WITHIN the next few weeks, a large number of America's 18-year-olds will learn whether they were admitted to the college of their choice. Many will also learn that they cannot afford to go. Never have the stakes been higher. The wage gap is growing between people with college degrees and those without. In 1980, the typical college grad was earning about 80 percent more than the non-grad; today, it's almost 160 percent more. The reason for the divergence is that modern economies are placing greater and greater value on conceptual skills - on the ability to identify and solve new problems - and placing less and less value on routine work of a sort that can be performed more cheaply elsewhere around the globe.

Other nations, notably the former West Germany, have devoted substantial resources to vocational and technical education, which, when combined with apprenticeships offered by major industries, prepare a large proportion of their young for well-paying jobs. In America, we rely almost exclusively on college as the means of preparing for good jobs.

But even as the importance of college education increases, American families are finding it harder to foot the bill. Tuition at public and private colleges rose during the 1980s by an average of 26 percent, adjusted for inflation. During the same interval, a majority of American families watched their incomes decline.

HOW can a deserving student from a relatively poor family make up the difference? Don't look to Uncle Sam. During the 1980s, guaranteed student loans declined 13 percent, and direct grants were slashed. The Bush administration proposes merely to shift the little federal help that remains to the very lowest-income families, and cut off all aid for students whose grades place them in the bottom tenth of their class.

Don't expect private colleges to offer much financial aid.
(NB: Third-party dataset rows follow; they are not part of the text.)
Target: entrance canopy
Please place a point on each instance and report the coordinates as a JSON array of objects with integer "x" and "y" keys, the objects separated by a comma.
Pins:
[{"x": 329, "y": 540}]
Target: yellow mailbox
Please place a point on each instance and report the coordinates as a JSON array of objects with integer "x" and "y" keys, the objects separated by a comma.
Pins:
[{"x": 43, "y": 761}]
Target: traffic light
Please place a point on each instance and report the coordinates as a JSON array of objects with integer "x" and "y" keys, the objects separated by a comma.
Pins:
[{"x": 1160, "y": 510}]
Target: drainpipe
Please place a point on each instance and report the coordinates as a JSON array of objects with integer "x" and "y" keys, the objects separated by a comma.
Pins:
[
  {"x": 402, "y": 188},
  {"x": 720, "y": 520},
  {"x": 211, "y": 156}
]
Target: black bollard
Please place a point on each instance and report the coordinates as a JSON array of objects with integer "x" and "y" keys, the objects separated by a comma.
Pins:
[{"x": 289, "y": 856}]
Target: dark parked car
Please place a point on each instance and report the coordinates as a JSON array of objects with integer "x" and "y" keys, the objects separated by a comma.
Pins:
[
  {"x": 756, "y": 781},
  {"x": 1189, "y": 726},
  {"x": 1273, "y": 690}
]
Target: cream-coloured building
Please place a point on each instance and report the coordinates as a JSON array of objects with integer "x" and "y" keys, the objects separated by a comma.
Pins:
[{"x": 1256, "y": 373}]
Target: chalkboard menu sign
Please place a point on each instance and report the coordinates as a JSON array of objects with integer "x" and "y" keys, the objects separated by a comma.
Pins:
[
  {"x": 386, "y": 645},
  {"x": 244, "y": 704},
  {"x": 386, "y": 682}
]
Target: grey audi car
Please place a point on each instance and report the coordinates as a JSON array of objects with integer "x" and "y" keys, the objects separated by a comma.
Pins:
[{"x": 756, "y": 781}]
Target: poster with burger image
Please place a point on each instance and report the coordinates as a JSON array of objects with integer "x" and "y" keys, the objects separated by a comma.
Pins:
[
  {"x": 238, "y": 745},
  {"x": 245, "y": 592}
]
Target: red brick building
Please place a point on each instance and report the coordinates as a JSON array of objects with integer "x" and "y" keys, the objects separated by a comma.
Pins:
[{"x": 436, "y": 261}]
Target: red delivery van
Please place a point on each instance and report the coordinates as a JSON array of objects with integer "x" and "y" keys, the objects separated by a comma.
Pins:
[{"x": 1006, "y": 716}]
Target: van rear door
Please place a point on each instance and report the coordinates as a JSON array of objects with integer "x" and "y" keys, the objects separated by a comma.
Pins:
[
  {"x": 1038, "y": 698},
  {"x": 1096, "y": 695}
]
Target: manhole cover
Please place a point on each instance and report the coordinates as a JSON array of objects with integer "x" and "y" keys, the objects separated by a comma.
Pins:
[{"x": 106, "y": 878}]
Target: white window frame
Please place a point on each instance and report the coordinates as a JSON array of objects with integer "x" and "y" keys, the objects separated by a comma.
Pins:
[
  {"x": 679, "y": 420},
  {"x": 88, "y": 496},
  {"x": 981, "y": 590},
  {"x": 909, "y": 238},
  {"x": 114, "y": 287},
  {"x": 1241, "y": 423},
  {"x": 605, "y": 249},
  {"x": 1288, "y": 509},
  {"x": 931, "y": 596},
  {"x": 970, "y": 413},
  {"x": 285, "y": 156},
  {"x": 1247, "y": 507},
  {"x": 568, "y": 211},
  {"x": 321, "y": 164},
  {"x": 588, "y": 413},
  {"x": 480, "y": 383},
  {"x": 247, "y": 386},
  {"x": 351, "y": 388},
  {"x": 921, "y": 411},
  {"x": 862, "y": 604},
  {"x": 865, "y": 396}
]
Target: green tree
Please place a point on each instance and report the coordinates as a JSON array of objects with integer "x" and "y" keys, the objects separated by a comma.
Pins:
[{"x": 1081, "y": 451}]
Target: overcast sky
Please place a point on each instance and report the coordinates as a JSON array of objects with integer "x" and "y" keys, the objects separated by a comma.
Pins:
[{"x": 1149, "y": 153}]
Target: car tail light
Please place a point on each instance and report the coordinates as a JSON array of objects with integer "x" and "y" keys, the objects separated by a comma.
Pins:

Squeezed by rapidly escalating costs of medical insurance and energy, and a dwindling pot of federal money, many private colleges are abandoning ``need blind'' admission policies, which had once guaranteed aid to anyone qualified to attend.

What about state colleges and universities, whose low tuitions have long promoted upward mobility? Don't count on them, either. Under the strain of mounting budget deficits, the states are now spending, on average, no more than 8 percent of their tax revenues on public higher education, down from 9.2 percent in 1980. And many of the largest state university systems are planning huge tuition hikes. Gov. Mario Cuomo is seeking a $500 million tuition increase in the New York system which, when coupled with midyear increases already approved, would raise tuitions 56 percent. Massachusetts Gov. William Weld wants to hike state college tuitions 33 percent. Even California, famed for its low in-state tuitions, is proposing a 40 percent increase.

We are facing a historic turnabout. Until now, each generation of Americans has had a better education than the generation preceding it. In 1980, 24 percent of men between the ages of 34 and 45 had completed four years of college. Today, 31 percent of them have completed college. But younger men, aged 25 to 34, are beginning to fall behind - only 25 percent of them have completed college. The recent increase in female college graduates (24 percent of younger women) has not been enough to off set the decline among younger men. And much of this overall downward trend can be attributed to the increasing difficulty of affording a college education.

THE growing inaccessibility of college to the children of America's less affluent families is cause for concern, and not only because of the disappointment felt by many 18-year-olds during the next few weeks when they learn that they can't afford a college education. There is also the loss of their future productivity, and the squandering of their future contributions to our society. Absent any other means of preparing for the jobs of the future, these young people are virtually consigned to a second-cl ass economic citizenship.

We must worry, finally, about the cohesion of our society. There is mounting evidence that America is already splitting. The most fortunate fifth of our families are seceding into enclaves of safe parks, well-tended roads, pleasant working environments, tasteful shopping plazas, and good grammar and secondary schools that prepare their children for advanced education.

With a college degree becoming the prerequisite to a good job in the new global economy, its growing inaccessibility to many young Americans suggests that the haves may come to inhabit a permanently separate society.